# How to remove pulley?



## Fixit602 (Feb 10, 2014)

I'm swapping my Tecumseh 143 engine with a Predator from Harbor Freight but I can't seems to remove the geared aluminum pulley on the engine shaft. When I turn the bolt holding the pulley on the shaft turns the flywheel. I secured the flywheel and tried to loosen bolt, but it won't budge. I don't want to torque the heck out of it for fear I will sheer off the bolt or break the pulley.

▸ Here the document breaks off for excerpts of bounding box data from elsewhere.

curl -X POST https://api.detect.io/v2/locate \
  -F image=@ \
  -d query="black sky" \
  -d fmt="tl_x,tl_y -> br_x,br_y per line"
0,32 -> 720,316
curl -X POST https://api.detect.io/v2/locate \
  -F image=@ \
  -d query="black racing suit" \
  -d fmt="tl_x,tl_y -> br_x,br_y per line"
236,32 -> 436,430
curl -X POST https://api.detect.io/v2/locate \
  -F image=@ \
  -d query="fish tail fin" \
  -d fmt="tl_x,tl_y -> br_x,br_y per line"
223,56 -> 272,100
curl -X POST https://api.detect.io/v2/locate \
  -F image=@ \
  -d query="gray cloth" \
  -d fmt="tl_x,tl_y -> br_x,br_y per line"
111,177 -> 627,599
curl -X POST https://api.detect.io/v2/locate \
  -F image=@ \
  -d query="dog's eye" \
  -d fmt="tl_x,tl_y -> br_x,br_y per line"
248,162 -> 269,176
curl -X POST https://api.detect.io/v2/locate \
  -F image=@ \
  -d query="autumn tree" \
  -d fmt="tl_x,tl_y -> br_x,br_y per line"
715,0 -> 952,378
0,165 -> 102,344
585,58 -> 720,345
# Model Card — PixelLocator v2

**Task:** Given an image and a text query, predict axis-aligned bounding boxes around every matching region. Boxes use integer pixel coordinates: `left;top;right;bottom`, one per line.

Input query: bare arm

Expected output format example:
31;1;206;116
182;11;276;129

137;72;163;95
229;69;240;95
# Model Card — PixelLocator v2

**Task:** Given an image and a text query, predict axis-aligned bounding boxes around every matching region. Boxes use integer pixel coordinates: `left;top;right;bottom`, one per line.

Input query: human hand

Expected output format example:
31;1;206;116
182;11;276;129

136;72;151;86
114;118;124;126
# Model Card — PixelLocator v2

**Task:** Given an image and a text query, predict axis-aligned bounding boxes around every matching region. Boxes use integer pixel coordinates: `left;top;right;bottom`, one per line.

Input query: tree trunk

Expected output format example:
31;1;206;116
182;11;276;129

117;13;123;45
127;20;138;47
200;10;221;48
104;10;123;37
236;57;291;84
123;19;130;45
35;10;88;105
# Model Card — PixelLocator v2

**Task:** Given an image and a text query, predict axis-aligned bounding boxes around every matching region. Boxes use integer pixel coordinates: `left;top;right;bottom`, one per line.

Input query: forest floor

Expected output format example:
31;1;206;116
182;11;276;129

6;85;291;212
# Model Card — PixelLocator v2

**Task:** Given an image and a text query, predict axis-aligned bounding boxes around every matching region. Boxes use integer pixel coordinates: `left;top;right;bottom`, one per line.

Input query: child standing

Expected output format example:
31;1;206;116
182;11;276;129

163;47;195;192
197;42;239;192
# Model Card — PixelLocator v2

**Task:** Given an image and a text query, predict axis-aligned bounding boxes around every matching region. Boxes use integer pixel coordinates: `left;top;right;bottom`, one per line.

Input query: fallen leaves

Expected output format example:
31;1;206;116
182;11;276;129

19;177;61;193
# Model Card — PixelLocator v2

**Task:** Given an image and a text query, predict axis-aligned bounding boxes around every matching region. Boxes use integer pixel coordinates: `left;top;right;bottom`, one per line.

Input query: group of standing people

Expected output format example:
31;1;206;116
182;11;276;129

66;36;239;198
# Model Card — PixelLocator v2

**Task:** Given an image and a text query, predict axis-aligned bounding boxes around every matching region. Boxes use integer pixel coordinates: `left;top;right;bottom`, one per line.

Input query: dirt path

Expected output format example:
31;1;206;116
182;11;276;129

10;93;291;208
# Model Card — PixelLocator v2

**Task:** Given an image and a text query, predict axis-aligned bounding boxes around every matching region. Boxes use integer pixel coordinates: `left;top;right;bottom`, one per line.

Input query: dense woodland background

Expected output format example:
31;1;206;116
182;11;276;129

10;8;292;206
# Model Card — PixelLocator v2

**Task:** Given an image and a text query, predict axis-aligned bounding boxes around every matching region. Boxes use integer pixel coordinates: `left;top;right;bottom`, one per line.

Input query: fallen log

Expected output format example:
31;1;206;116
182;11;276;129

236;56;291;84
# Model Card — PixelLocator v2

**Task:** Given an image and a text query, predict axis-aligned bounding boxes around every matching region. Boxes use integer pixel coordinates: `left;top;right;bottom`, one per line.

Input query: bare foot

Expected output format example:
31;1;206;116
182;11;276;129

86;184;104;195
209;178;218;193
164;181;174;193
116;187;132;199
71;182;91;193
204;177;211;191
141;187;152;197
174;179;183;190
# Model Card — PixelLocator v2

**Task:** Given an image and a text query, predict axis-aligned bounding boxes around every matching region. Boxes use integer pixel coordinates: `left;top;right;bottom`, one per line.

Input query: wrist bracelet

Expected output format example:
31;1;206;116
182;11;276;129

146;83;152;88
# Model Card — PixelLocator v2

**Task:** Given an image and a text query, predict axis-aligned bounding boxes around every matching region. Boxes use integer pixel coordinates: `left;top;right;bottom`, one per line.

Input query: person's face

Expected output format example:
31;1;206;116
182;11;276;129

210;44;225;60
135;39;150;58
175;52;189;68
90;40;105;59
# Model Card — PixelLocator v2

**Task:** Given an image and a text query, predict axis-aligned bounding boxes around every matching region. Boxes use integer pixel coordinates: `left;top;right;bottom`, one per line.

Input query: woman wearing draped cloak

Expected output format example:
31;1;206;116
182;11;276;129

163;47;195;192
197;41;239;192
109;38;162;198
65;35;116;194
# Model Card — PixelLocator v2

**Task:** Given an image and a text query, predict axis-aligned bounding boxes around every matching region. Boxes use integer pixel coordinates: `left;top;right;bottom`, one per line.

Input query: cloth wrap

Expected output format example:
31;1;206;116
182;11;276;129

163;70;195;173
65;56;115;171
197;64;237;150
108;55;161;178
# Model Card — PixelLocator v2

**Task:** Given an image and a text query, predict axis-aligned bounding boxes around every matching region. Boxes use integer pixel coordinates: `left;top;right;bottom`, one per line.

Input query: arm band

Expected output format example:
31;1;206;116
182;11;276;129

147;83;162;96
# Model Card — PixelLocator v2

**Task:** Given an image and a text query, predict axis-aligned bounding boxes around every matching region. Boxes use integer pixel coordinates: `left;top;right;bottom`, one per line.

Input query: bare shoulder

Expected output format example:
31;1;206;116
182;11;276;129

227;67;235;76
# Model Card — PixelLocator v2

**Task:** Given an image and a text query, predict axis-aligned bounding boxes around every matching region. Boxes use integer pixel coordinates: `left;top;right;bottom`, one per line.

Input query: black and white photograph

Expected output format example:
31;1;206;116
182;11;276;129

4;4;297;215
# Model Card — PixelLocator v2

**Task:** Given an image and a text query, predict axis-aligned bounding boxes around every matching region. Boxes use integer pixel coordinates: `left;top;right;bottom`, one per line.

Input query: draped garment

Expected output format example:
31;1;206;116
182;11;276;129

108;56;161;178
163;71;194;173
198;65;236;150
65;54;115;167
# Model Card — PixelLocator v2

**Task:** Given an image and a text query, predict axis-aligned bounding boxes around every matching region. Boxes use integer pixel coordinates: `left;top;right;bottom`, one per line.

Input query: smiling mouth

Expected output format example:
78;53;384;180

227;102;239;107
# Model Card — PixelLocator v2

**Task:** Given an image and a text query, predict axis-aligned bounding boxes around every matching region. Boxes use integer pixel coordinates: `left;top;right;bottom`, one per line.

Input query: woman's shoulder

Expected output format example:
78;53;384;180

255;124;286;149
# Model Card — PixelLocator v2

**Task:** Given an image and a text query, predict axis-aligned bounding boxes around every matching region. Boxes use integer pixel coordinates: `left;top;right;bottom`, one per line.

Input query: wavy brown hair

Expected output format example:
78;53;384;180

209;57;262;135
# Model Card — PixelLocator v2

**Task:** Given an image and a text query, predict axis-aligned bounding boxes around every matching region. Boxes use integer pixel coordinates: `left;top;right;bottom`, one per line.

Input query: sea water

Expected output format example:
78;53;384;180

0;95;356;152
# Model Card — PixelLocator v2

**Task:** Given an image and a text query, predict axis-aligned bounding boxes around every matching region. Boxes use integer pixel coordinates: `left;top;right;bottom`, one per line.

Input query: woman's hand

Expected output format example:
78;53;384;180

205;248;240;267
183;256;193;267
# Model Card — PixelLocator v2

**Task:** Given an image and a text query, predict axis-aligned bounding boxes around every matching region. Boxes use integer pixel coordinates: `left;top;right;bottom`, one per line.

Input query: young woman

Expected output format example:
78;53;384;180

That said, I'm hoping someone will be able to tell me how to remove this aluminum pulley from the shaft so I can install it on the predator engine.


----------



## SlowRider22 (Oct 17, 2013)

If duct tape, Tylenol, or a big hammer can't help your situation then you're in quite a funk.
But then again, a hammer could help you out...


----------



## Shryp (Jan 1, 2011)

Do you have an impact gun? That should pull it off pretty easy. You could also try the rope down the spark plug hole trick.


----------



## Fixit602 (Feb 10, 2014)

Shryp said:


> Do you have an impact gun? That should pull it off pretty easy. You could also try the rope down the spark plug hole trick.


I do have an impact gun. I saw the rope down the spark plug hole trick on youtube  I'll give either or both a whirl. That said, the nut on the flywheel and the bolt holding the pulley on are threaded to tighten clockwise...correct?

If so I will use some PB Blaster and hit it with an impact.

Maybe the wood block and hammer trick to get the pulley off once the bolt is removed


----------



## Shryp (Jan 1, 2011)

I would assume the threads on both ends are standard threads.

The hammer and block of wood would work on the flywheel, but the clutch side is most likely a standard shaft. If you are lucky you can pull it off by hand with the bolt removed. If not you will need some type of puller. Hopefully you can get it off without damage. I am guessing with the bolt removed the clutch will come apart and you will have some good cast iron behind it to hook a puller on.

I would try the impact first. It should do the least damage. The rope might bend the valves or something.


----------



## SlowRider22 (Oct 17, 2013)

Make sure that if there is a key and roll pin, you remove those as well


----------



## db9938 (Nov 17, 2013)

You could also try a strap wrench.


----------